Yakın ilişkilerden ayrılmak, yalnızca toksik hale geldiklerinde gereklidir. Önemli olan iletişim kalitesi! Bağımlılık veya başka bir deyişle "kötü" duygusal bağımlılık, sevgi, destek ve kabule dayalı ruhsal bir bağ oluşturamayan bir nesne bulduğumuzda başlar. Beynimiz sadece böyle bir nesneye tepki verebildiği için başka bir dosyası, okuma deneyimi yoktur. Bu, sevgisini ifade edemeyen, kendi yaralarından ruhları büzülen ve katılaşan ve çocuklarına acıdan başka verecek bir şeyleri olmayan ebeveynlerin her zaman çocuksu bir hikayesidir.

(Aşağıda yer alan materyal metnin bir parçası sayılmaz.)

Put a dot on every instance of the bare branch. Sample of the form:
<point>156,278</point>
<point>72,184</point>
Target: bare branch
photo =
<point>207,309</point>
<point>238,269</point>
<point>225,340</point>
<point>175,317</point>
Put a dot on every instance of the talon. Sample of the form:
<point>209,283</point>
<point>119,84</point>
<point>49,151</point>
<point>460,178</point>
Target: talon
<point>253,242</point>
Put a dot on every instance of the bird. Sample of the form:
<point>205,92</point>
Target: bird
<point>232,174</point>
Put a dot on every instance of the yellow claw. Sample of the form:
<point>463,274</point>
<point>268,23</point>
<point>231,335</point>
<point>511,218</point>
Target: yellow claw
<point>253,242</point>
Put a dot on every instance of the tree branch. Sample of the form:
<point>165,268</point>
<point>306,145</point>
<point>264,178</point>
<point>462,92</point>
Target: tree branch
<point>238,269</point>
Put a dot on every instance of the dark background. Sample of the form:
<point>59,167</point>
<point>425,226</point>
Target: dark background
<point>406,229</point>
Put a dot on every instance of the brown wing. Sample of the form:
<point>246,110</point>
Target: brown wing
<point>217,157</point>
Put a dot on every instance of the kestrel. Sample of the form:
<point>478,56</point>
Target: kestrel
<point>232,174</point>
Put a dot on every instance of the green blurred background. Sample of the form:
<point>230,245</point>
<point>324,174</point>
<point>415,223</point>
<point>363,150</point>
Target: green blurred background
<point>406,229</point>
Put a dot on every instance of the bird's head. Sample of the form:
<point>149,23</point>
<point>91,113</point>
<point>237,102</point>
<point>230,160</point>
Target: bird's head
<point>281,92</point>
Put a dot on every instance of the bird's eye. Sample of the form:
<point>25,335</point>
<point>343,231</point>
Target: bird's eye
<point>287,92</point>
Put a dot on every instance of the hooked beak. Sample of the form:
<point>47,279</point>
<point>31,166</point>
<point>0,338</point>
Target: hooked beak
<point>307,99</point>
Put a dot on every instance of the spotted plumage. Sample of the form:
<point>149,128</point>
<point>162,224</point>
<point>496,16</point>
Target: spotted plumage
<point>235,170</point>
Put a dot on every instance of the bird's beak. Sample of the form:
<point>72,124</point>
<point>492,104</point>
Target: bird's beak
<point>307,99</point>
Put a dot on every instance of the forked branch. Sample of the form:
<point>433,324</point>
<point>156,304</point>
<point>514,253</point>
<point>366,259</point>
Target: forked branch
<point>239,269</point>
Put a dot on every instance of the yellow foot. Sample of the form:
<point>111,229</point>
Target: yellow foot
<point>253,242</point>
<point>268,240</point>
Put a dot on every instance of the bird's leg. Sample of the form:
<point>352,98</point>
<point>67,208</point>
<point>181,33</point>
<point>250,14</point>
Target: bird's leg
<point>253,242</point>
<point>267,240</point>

Amerikalı uzmanlar Berry ve Janey Winehold, bağımlılığın aşkı yanlış yerde aramak olduğunu yazıyorlar. Bu çok doğru bir tanımdır.

Eğer aşkı “yanlış yerde” arıyorsak, yanlış partnerleri seçersek, o zaman yalnızlık denen duygusal bir açlığı deneyimlemeye mahkumuz. İşte bu yüzden yıkıcı ilişkilerden çıkmamız o kadar zor ki sevgi, dostluk ya da aile bağlarının yokluğu bize çok daha fazla zarar veriyor. Bu yoklukta, ölüm korkusuyla karşılaştırılabilir güçte çok fazla korku vardır. O, karşılıklı bağımlılığın yakıtıdır.

Sonuç olarak, kadınlara hitap etmek istiyorum. Duygusal bağımlılıktan korkmayın! Hepimiz bir eş bulmaya çalışıyoruz, bu bizim doğamız. Erkekler bunu daha az istemiyor, inan bana. Ana şey, hepimizin doğru yerde buluşmamız.